Although hopes of a V-shaped recovery have proved misplaced, there may be reasons to be more confident on the economic outlook moving in 2021.
Even if the virus has lost none of its potency, progress towards a vaccine appears to be gathering pace and most governments seem to have decided against resuming extreme lockdown measures.
For most countries, consumer spending has recovered; even if it remains between 10% (Germany) and 25% (Spain, Brazil, UK) of its pre-covid levels.
The same is true for GDP growth, which has snapped back but is still some way below levels at the start of the year and some sectors such as tourism have, for obvious reasons, failed to recover at all.
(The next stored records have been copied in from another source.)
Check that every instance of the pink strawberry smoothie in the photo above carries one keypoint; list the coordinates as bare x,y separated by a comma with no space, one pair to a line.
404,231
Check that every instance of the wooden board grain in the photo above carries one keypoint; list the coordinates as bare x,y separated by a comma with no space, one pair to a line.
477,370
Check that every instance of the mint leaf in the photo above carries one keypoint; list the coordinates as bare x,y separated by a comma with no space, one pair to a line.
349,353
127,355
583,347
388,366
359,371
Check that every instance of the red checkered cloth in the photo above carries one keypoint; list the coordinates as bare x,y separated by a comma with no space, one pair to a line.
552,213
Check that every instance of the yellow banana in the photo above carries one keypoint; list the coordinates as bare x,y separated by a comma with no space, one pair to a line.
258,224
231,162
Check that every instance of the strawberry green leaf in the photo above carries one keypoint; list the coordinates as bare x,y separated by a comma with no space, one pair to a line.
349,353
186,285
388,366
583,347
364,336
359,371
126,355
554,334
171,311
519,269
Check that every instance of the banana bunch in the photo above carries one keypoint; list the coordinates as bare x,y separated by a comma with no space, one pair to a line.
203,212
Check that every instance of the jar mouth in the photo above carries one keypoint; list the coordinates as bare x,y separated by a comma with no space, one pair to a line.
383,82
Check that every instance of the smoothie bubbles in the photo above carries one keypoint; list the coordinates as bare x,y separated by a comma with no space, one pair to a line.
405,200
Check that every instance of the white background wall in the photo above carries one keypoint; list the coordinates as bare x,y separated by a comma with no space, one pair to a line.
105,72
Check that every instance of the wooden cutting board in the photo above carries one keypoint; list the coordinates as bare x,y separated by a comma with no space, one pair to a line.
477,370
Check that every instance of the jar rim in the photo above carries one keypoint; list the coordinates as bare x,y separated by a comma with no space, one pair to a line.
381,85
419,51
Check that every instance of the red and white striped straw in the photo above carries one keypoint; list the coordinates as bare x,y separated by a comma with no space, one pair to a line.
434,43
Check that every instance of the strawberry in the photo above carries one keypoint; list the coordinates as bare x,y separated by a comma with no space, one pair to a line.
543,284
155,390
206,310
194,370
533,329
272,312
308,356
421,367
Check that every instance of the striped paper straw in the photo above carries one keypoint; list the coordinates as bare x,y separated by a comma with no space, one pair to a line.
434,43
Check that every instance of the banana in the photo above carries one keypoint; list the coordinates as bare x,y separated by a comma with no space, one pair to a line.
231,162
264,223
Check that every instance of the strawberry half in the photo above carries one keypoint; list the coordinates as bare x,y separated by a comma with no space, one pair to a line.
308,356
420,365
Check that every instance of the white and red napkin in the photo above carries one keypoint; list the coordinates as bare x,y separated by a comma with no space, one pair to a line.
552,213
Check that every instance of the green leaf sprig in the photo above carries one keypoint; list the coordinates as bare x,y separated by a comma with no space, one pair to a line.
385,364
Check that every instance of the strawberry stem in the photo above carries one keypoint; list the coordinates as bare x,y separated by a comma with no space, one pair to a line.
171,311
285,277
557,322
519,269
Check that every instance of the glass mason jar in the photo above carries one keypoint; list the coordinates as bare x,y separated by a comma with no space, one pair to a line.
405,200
Nevertheless, it is clear that we are closer to the end than the beginning and investors should perhaps start to consider that a recovery is, if not likely, then at least plausible.
Noel O’Halloran, chief investment officer at KBI Global Investors, says: “Looking to 2021, there are reasons to be more confident. In an environment where confidence improves and the macro and earnings growth outlook become more apparent, combined with distribution of a covid vaccine, there is the potential for 2021 to be the opposite of 2020.”
But which areas are likely to benefit most?
In a ‘normal’ recovery, investors might expect cyclical areas such as energy, mining, airlines to recover first.
Certainly, these areas have become extremely cheap, which should increase their appeal.
But Dan Kemp, chief investment officer for Emea at Morningstar, says investors need to ask whether we return to ‘normal’ or a new normal: “Are we expecting a recovery where things go back to the way they were pre-covid, working from an office, commuting in on the train?
“Or will we see a new wave of economic growth and a new way of living and working?”
A new normal would mean areas such as travel, commercial property, retail and leisure never return to pre-pandemic revenue levels.
He believes it is also important to look at the time scale for recovery.
“This is a really important question. There will a relief for some sectors that things aren’t getting any worse and this may prompt a share price rise, but is this the best place to invest for a longer-term structural recovery? Certainly, if there is an economic recovery some cyclical areas will do well, but over the longer-term, growth stocks may do even better.”
O’Halloran agrees: “Even if there is a bounce in some of the unloved areas, is it sustainable?”
Already baked into the price
As it stands, the shape of the recovery is largely unknowable. However, valuations also need to be considered. Kemp says: “Before making any sort of prediction, it is important to consider whether that fundamental growth is already in the price. If we look at capital markets at the moment, companies that look set to do well in the ‘new normal’ have this baked into their prices.
“Cyclical stocks, in contrast, are very cheap. It comes down to how confident investors are in predicting what the future looks like post-covid.”
O’Halloran favours selective cyclical areas for this reason: “My strong conviction looking forward is that a return to ‘normality’ will be the catalyst for markets reconnecting with fundamentals again. Portfolio wise this absolutely favours the beaten up, more value or cyclical oriented areas of the market such as the consumer discretionary sectors of hotels, airlines, retail as well as autos and industrials.
“The ‘work from home’ market darlings in the technology and healthcare sectors, who have benefitted from the staggering market momentum trade, will I believe be vulnerable.”
He believes that many more value or cyclical-oriented stocks and industries, which do not look particularly cheap on 2020 or even 2021 earnings, have room to grow as the next cycle develops out into 2022/23 and beyond. He believes equity markets have reached extremes of valuation and are at a point where value and cyclicality should prevail over growth and defensiveness.
Not clear cut
Having said this, it may not come down to a straight cheap cyclical versus expensive growth debate. Some areas appear to offer relatively strong growth at lower prices.
This is true selectively of regions such as the UK and Europe, where the majority of companies trade at a discount to their international peers because of the concerns over Brexit, or frontier markets, which have remained unloved because of their poor liquidity.
While it is by no means the case that all European or frontier market equities display strong growth, in the scramble for US technology stocks, those that do have been almost completely over-looked by investors.
O’Halloran adds: “Investors need to be patient and judicious. Bottom up stock picking will be rewarded. The new version of normality will likely see a moderate rather than rapid growth trajectory. In every industry there will continue to be winners and losers.
“In this pandemic environment, it is the stronger names I would focus on across all these industries as there will be casualties. As markets reconnect with fundamentals a renewed focus on earnings, cash flows and dividends will again matter.”
Kemp believes it is important any portfolio covers a range of possibly outcomes rather than betting everything on one outcome. At this stage, it is still difficult to judge how new the new normal will be and the recovery may take a number of different forms. Investors need to be prepared for the best and the worst.